Crossing Canal on Mulberry Street, you are welcomed to Little Italy with banners and decorations in the colors of the Italian flag. These few blocks are the location of the Feast of San Gennaro, an eleven day street fair held around the feast day (September 19) of the patron saint of Naples. Featured in its original form in The Godfather (parts II and III), the San Gennaro celebration today attracts many visitors and locals to the area as more of a food and drink festival. Speaking of The Godfather, far from shying away from the neighborhood’s past association with organized crime, I noted that the stores in the area seem to celebrate it as a way to sell t-shirts.
Most people come to Little Italy to eat, and if you walk north of Mulberry Street, you will likely be spoken to by the employees of multiple restaurants as you progress. Few New Yorkers head to Little Italy for authentic Italian food, however – there are plenty of good Italian restaurants all over the five boroughs of the city (the Bronx around Arthur Avenue, for instance). On the day I was wandering the area, however, my thoughts turned to pizza. True New York pizza., while quite different from what you would find if you ordered pizza in Naples or Chicago, is one of those quintessential elements of living in the city, like bagels. An average New York “slice” bought on the fly is better than most pizza bought at a more upscale restaurant outside the city, in my opinion. More importantly, New York City brought pizza to America, and walking out of today’s Little Italy and into Nolita (north of Little Italy) leads me north on Mulberry to Spring Street, stopping at the corner of Spring and Mott to gaze at the birthplace of New York pizza: Lombardi’s. Opened by Italian immigrant Gennaro Lombardi in 1905, it took the concept of the Neopolitan pizza pie, but adapted to fit the location (a coal-fired oven – still used – rather than wood burning; fior de latte cheese rather than mozzarella di bufala). Although his employees left to found Totonno’s, John’s and Patsy’s – all competitors in the heated race for most authentic NYC pizza – Lombardi’s was the first. When I am asked by visitors where to go for real NYC pizza, I always recommend Lombardi’s. However, unless you go at an odd time, prepare to wait for a table.

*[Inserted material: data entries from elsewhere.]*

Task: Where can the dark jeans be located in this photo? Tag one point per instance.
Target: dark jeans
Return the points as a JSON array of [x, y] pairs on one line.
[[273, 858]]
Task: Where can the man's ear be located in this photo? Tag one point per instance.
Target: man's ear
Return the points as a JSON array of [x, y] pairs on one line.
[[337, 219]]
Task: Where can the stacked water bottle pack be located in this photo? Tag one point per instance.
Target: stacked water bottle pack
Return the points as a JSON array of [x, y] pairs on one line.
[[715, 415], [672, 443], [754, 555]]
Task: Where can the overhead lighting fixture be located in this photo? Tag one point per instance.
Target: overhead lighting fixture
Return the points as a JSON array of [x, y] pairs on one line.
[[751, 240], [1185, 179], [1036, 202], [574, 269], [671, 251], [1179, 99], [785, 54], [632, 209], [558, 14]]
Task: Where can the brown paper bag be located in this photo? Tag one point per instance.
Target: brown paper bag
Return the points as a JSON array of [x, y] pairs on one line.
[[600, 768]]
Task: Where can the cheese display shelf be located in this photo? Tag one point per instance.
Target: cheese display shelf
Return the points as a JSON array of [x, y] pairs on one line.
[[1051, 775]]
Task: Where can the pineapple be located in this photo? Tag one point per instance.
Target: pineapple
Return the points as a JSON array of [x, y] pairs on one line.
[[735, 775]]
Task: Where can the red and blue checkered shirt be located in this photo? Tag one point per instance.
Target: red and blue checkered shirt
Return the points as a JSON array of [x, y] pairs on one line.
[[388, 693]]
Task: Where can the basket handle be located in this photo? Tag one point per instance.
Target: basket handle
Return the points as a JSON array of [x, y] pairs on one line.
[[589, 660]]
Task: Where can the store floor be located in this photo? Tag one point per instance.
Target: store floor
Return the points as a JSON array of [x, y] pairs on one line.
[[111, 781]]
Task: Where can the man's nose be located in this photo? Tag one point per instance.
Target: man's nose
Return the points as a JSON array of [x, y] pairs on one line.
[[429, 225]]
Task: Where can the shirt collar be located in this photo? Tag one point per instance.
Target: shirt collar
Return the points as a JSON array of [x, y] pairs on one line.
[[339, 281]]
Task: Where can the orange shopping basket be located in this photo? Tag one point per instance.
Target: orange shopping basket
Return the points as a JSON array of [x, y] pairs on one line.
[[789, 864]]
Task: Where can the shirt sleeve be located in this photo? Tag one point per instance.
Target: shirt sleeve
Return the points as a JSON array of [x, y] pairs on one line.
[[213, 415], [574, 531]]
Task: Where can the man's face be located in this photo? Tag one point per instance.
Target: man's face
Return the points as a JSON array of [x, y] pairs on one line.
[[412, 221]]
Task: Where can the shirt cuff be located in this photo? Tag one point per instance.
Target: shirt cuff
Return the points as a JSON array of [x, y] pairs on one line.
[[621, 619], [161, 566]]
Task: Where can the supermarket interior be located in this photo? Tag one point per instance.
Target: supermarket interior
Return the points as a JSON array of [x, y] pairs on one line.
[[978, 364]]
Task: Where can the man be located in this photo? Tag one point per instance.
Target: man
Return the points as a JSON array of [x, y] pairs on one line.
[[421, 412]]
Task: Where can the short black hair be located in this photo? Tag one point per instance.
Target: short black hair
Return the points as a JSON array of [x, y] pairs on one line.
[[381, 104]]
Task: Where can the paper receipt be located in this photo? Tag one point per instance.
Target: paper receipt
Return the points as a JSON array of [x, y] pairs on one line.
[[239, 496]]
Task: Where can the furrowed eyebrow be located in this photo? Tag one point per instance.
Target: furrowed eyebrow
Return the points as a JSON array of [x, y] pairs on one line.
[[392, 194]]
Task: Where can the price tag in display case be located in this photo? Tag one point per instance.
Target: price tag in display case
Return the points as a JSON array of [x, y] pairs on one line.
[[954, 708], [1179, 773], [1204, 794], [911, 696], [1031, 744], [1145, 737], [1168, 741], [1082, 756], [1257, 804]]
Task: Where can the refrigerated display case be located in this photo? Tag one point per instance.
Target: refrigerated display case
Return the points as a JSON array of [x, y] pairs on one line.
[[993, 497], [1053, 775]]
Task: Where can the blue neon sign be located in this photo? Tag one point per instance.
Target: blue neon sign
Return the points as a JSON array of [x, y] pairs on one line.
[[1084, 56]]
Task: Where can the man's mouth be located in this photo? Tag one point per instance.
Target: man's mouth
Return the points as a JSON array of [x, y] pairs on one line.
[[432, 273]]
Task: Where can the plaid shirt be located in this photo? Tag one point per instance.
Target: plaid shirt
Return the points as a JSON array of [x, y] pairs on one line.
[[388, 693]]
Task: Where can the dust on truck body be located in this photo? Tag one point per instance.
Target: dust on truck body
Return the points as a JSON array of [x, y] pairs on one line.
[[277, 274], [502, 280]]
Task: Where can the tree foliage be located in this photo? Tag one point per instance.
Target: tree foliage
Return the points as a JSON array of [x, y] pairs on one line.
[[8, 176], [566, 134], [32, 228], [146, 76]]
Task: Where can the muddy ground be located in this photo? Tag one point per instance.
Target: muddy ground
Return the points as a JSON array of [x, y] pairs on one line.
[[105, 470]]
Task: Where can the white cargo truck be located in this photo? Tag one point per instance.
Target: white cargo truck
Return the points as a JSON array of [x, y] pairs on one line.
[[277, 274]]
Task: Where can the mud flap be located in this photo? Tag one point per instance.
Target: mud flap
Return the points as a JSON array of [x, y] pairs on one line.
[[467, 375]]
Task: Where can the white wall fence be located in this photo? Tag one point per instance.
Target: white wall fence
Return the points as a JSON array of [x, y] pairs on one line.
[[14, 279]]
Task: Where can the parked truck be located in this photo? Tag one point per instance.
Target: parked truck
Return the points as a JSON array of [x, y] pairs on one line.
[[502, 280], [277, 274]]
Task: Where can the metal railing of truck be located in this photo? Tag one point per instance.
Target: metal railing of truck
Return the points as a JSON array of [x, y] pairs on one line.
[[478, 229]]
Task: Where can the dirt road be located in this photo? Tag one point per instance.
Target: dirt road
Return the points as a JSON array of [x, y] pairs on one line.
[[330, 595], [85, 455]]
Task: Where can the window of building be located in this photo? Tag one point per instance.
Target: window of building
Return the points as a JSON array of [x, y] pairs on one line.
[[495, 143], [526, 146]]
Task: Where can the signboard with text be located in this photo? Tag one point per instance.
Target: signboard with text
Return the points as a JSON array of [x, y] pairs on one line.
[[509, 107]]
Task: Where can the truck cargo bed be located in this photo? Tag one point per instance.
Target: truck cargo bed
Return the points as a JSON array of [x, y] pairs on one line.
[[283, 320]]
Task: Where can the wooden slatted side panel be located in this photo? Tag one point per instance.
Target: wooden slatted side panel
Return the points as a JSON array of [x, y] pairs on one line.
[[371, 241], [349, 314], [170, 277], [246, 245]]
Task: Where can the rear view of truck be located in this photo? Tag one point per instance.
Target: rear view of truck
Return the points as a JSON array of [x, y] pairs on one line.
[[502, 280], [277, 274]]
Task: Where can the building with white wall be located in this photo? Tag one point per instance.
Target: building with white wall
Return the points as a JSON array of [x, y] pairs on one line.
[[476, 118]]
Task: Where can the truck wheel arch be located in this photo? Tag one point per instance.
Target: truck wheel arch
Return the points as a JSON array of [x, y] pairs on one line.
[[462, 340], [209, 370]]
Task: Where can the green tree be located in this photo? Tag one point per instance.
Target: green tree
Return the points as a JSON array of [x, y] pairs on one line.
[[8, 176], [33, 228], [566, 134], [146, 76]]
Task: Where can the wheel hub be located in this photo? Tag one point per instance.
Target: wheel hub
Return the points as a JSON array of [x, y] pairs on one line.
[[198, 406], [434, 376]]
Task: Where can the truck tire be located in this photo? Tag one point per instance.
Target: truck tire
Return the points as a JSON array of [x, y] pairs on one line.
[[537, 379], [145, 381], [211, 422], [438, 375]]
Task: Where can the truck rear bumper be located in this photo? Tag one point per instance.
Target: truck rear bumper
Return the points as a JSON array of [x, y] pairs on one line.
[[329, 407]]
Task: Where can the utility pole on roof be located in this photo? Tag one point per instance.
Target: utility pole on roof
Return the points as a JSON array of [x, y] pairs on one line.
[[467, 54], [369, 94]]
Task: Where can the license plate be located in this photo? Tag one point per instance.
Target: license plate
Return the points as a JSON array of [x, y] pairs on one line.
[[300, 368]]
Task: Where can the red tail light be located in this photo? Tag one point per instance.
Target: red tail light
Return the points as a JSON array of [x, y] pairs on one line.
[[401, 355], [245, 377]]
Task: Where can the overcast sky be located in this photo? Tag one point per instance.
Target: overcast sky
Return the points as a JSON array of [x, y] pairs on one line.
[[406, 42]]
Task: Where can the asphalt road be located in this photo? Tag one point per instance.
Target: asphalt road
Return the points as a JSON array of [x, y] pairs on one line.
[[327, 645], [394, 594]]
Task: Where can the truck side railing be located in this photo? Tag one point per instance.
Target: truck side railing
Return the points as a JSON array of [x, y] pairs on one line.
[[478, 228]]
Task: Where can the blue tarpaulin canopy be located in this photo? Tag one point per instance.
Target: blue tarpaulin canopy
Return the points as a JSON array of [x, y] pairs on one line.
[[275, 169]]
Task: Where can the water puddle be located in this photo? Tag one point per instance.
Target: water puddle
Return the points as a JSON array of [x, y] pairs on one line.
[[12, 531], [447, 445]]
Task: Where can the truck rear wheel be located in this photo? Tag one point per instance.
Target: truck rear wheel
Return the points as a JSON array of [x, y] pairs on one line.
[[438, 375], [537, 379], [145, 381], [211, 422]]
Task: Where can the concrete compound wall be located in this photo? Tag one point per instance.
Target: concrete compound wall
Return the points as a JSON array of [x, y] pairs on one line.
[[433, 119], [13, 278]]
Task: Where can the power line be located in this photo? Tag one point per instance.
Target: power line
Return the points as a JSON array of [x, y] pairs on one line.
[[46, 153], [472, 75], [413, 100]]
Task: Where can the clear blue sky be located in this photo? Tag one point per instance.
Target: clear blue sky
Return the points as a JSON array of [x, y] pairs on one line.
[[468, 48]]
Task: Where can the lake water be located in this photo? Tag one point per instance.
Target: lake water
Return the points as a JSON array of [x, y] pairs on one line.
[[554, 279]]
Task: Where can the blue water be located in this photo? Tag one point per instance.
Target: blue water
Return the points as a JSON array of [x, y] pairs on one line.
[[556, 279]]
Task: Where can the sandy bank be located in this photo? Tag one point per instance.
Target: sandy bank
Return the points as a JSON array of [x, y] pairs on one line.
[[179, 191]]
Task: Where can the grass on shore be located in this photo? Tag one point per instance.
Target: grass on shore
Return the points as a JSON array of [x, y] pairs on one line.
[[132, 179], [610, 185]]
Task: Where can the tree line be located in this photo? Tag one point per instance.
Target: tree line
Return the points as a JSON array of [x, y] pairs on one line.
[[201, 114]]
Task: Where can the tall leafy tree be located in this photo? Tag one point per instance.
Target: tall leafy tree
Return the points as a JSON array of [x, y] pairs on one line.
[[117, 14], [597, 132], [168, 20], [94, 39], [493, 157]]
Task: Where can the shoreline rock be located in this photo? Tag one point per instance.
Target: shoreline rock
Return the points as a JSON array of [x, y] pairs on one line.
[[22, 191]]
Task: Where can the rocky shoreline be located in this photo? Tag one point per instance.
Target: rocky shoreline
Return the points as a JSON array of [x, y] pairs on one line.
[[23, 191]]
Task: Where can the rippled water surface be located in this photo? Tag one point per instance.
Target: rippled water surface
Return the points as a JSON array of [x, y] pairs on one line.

As I mentioned before, Little Italy seems more like a theme park and less of a real neighborhood these days. As New York City continues to evolve, however, I find that the ghosts of former neighborhoods leave some trace behind, a flavor or imprint despite the new buildings or souvenir shops. For me and for this place, that moment is in tasting authentic New York pizza, created by Italian immigrants and uniquely adapted to this city – part of the endless cycle of immigration and assimilation that has made the city the vibrant entity it is and will continue to be.